# The impact of the last match 

The analysis is made to see what is the chance of winning if the club won the previous match.

Analysis made on the basis of data from the "football" database.\
Notebook shows the usefulness of the collected data in the ETL process and presents an example of its usage.

### Import packeges

In [102]:
import pandas as pd
import numpy as np
import sys

sys.path.append('../')

from data.custom_functions import postgres_func as pf

import warnings
warnings.filterwarnings('ignore')

### Create connection and get data by sql

In [103]:
conn = pf.create_connection()
cur = conn.cursor()
cur.execute(
'''
    select 
        c.club_name as home_club
        ,d.club_name as away_club
        ,m.who_win
        ,matchday
    from football.match_stats m
    left join football.clubs c
    on m.home_id = c.club_id
    left join football.clubs d
    on m.away_id = d.club_id
''')

df = pd.DataFrame(cur.fetchall(), columns=['home_club', 'away_club', 'who_win', 'matchday'])
conn.close()


### Transform data and create statistics

In [106]:
df = df.drop(df[df['who_win'] == 'err'].index)
df_waw = pd.DataFrame(columns=('club', 'perc_waw'))
clubs = df['home_club'].unique()

for club in clubs:
    df_club = df[(df['home_club'] == club) | (df['away_club'] == club)]
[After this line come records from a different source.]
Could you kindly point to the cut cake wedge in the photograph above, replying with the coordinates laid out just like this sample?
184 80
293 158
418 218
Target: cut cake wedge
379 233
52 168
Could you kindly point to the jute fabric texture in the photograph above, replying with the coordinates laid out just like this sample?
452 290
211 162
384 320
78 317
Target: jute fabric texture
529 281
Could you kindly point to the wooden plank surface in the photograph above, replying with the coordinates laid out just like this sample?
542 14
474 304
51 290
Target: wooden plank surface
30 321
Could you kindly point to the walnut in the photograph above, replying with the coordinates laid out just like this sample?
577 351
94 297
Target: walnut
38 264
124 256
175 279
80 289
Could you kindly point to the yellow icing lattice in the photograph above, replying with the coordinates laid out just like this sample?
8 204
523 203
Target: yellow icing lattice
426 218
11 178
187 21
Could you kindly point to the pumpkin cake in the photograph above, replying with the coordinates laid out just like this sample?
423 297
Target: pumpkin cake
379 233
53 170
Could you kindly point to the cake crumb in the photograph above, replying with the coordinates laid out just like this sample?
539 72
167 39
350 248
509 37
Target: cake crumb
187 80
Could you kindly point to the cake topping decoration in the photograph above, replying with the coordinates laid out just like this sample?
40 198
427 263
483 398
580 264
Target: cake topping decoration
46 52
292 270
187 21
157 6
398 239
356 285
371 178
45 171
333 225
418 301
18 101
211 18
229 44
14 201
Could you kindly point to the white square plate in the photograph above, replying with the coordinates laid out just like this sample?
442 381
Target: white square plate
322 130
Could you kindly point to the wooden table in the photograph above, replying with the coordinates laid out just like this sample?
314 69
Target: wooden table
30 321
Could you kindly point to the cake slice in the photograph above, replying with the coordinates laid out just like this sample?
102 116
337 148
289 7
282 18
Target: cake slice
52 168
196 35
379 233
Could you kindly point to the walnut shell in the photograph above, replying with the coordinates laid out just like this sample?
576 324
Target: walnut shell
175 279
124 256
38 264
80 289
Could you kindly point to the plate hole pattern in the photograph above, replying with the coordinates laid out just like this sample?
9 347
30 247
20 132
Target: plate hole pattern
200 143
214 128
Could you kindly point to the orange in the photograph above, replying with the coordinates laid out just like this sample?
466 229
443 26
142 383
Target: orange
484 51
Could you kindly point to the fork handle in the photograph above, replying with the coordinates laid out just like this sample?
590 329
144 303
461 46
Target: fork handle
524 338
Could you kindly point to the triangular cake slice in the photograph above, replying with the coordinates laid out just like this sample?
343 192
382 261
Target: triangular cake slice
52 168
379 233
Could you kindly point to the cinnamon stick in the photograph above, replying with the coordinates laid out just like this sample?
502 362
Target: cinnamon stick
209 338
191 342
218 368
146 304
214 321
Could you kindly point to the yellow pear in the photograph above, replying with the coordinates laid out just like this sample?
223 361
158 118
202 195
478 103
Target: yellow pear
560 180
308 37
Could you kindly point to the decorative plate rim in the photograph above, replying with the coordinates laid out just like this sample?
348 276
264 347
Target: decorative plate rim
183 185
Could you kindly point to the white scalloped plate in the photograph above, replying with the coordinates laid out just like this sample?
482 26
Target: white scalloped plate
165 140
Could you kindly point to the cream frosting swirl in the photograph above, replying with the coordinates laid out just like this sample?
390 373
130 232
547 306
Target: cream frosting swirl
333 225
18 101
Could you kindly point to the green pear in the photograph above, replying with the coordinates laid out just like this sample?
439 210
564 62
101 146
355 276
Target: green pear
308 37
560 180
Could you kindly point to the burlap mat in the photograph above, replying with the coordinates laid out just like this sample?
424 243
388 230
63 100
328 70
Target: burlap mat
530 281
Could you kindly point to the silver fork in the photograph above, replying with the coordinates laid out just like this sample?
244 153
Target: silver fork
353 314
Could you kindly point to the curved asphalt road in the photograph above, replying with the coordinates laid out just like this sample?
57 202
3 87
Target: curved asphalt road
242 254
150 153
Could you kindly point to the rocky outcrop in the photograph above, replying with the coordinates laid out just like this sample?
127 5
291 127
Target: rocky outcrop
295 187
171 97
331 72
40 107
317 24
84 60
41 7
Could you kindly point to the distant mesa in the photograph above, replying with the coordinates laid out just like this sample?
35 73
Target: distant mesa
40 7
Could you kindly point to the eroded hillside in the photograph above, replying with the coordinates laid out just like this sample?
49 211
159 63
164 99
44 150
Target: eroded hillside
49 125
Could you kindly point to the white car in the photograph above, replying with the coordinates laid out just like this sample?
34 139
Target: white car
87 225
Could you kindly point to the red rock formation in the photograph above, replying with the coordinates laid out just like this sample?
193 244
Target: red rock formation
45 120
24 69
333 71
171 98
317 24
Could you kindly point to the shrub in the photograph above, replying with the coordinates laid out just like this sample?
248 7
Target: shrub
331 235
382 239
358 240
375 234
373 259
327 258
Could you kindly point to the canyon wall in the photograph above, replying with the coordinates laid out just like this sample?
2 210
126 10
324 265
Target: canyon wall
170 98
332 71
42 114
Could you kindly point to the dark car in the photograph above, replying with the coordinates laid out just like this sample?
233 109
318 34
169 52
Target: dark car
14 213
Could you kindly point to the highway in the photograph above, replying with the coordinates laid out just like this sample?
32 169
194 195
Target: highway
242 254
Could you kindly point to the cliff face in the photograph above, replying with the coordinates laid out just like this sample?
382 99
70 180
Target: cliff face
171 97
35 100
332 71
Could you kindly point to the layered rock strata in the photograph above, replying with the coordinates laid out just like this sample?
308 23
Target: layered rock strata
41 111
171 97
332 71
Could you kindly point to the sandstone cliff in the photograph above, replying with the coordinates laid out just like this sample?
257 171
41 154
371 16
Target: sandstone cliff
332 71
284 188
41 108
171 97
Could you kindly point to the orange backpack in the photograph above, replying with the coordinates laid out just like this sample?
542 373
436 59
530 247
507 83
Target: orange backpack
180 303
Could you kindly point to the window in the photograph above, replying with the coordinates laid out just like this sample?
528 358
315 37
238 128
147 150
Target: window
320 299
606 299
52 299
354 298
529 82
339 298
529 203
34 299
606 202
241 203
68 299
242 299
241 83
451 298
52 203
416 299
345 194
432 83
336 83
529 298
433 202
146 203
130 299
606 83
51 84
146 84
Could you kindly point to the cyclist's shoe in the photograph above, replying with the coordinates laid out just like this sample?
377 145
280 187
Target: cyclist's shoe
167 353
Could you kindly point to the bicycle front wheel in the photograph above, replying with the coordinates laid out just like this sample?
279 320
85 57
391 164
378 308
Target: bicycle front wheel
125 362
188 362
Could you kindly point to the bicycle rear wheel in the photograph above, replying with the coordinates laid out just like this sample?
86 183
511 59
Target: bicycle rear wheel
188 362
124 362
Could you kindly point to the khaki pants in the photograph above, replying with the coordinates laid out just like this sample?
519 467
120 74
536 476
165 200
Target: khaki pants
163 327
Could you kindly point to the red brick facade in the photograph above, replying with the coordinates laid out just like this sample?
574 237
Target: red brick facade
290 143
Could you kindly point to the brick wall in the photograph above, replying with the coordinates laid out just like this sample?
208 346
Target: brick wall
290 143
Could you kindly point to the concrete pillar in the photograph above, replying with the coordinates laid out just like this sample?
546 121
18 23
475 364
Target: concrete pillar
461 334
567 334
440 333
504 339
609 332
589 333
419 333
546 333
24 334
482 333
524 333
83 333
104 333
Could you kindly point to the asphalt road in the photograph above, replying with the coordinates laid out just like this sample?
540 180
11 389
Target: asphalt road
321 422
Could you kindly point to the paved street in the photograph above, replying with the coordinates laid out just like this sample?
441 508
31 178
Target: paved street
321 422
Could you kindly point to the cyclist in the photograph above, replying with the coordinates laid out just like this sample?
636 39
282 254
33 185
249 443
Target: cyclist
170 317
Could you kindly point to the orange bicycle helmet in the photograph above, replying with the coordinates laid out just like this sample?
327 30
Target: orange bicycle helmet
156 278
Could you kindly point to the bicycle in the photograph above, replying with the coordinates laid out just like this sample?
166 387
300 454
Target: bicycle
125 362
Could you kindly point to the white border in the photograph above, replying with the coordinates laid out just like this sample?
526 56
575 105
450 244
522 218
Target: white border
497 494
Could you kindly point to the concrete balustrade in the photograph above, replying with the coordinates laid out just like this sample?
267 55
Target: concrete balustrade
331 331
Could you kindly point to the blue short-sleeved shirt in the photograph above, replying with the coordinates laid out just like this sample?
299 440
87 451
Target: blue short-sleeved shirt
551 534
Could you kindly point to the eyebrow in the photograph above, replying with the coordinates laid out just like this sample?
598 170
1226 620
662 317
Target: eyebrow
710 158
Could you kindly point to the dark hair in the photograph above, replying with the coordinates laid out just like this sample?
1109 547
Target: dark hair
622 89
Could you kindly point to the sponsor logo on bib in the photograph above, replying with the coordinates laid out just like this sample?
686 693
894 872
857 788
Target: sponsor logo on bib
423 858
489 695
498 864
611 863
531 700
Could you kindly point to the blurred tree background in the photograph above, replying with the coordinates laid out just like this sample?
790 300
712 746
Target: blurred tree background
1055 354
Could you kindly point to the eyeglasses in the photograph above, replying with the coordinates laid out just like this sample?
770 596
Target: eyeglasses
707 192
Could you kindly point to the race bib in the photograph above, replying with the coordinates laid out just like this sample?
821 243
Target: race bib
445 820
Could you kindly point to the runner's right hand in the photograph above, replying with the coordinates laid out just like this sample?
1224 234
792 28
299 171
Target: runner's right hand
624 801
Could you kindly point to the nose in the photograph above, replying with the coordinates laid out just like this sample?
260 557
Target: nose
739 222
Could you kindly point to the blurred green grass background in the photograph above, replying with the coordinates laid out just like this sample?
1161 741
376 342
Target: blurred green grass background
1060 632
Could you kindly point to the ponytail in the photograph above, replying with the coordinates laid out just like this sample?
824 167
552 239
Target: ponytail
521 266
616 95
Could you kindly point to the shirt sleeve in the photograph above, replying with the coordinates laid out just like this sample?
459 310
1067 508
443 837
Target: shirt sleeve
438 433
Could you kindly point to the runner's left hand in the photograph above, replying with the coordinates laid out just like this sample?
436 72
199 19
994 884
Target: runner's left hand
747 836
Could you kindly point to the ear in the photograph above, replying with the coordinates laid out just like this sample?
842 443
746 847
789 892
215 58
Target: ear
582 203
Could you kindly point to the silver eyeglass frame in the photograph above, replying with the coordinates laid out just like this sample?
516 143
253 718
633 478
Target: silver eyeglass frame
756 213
    df_club.loc[(df['home_club'] == club) & (df['who_win'] == 'home'), 'win'] = 1
    df_club.loc[(df['away_club'] == club) & (df['who_win'] == 'away'), 'win'] = 1
    df_club['win'] = df_club['win'].fillna(0)

    df_club['win'] = df_club['win'].astype('int')
    df_club = df_club.sort_values(by='matchday')

    all_matches = len(df_club)
    win_after_win = 0

    for i, (_, row) in enumerate(df_club.iterrows()):
        if i == 0:
            last_row = row
            continue
        
        new_row = row

        if new_row['win'] == 1 and last_row['win'] == 1:
            win_after_win += 1
        
        last_row = row
    
    win_after_win_perc = round(100*win_after_win/all_matches, 2)

    df_waw = df_waw._append({'club': club, 'perc_waw': win_after_win_perc}, ignore_index=True)

df_waw = df_waw.sort_values(by='perc_waw', ascending=False)

### Results

In [107]:
df_waw # perc_waw -> winning percentage after winning

Unnamed: 0,club,perc_waw
0,Liverpool,47.13
15,Manchester City,46.82
10,Arsenal,31.43
9,Manchester United,22.73
7,Tottenham,22.41
13,Chelsea,19.54
8,Newcastle,17.24
5,Leicester,17.11
11,Aston Villa,14.29
1,West Ham,13.79


In [108]:
perc = df_waw['perc_waw'].mean()
print('Avarage chance of winning if club won last match:')
print(str(round(perc)) + '%')

Avarage chance of winning if club won last match:
14%